FFB6D architecture is different from the model in paper (up sampling stage and fusion module)

Hi Yisheng,

D9250B04-EBDA-4985-8C23-DA4067A25DA3

The network 's up sampling stage is not correct. The 3rd layer of up sampling and the conv2d afterwards are swapped, i.e., the 3rd layer of up sampling should be PSP_UP however, however it is just Conv2d.

It is a typo or you did it on purpose due to practical consideration?

7A93AB95-ED01-4D6B-BD31-4F45FD532571 EAC20400-3D5B-46C0-9721-158E95F99627

Oct 28 '21 08:10 minwang-ai

It's a typo and I tried fixing it and re-trained one of the models on LineMOD, finding that the performance is close. Considering the cost of re-training all pre-trained models, I decided to keep it as it is.

Oct 29 '21 06:10 ethnhe

It's a typo and I tried fixing it and re-trained one of the models on LineMOD, finding that the performance is close. Considering the cost of re-training all pre-trained models, I decided to keep it as it is.

Thank you for your reply! I think the upsampling stages should be the 2nd version according to the paper, right? It is strange that you used two final layer before. 08E01D91-BB80-4780-95C9-3B86EFA5F9B4

I am also confused about the size of the output tensor and fusion operation. In the point cloud flow, the number of point of down sampling and up sampling is symmetric, however for rgb flow, it is not symmetric. You also use random sampling for rgb feature map to align the shape of rgb feature and point cloud feature before concatenation fusion.
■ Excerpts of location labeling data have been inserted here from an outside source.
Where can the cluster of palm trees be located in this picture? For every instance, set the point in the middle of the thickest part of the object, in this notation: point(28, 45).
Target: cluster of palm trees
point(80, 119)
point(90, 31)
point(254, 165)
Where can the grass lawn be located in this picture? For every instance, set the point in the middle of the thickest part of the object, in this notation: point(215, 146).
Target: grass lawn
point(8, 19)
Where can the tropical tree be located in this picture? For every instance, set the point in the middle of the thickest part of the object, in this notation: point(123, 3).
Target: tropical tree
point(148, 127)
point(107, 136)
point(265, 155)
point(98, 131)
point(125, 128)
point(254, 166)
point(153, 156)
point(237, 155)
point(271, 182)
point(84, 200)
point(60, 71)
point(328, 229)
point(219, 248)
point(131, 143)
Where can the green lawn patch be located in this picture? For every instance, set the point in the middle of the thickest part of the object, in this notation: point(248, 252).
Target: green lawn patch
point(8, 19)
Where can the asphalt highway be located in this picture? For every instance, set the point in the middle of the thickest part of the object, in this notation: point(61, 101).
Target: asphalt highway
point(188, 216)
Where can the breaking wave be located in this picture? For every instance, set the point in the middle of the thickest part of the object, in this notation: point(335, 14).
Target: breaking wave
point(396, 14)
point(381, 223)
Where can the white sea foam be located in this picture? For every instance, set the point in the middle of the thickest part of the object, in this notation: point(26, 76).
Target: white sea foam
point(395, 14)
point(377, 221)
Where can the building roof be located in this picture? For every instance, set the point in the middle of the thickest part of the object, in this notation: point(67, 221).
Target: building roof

Could you tell me how you maintain the correspondence of rgb feature and point cloud feature during this process? 7C9C3D8E-34F5-4EB5-BD9B-CDE41F170A9B

I tried to have a look at the shape of last layer of encoder and feel confused about random sampling of rgb feature map:

The nearest interpolation of point cloud feature tries to increase the number of points from 50 to 4800, which is 96 times later than original number. How to maintain the accuracy here?
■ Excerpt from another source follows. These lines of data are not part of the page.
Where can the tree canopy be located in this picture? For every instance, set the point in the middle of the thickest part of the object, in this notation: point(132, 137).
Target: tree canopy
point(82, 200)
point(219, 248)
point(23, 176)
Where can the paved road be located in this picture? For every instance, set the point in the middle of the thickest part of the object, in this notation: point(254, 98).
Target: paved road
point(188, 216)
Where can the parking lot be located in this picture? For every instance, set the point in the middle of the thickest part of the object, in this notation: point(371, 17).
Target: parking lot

01BBB265-D0EE-4BCD-8AF1-12E6261B6C39

Oct 29 '21 07:10 minwang-ai

I think the upsampling stages should be the 2nd version according to the paper, right? It is strange that you used two final layer before.

Yes, but the performance difference is small.

In the point cloud flow, the number of point of down sampling and up sampling is symmetric, however for rgb flow, it is not symmetric.

The framework of CNN and PCN is kept the same as their original version. Note that the main idea is to do full flow directional fusion on each encoding and decoding module, not limited to these tow frameworks. Apart from the example CNN and PCN frameworks, other frameworks also work.

The nearest interpolation of point cloud feature tries to increase the number of points from 50 to 4800, which is 96 times later than original number. How to maintain the accuracy here

The key is to keep the XYZ map aligned with the RGB feature map and find the relation between the XYZ map and point cloud, for which the KNN is enough. You can refer to our paper for some explanation, on page 4.

Oct 29 '21 12:10 ethnhe

Thank you for your reply!

The framework of CNN and PCN is kept the same as their original version. Note that the main idea is to do full flow directional fusion on each encoding and decoding module, not limited to these tow frameworks. Apart from the example CNN and PCN frameworks, other frameworks also work.

I noticed that you extract layers from PSPnet and RandLaNet and get ride of some layers e.g. average pooling, fc layer of cnn.feats instead of using them directly. Did you try other networks as well or it is your assumption?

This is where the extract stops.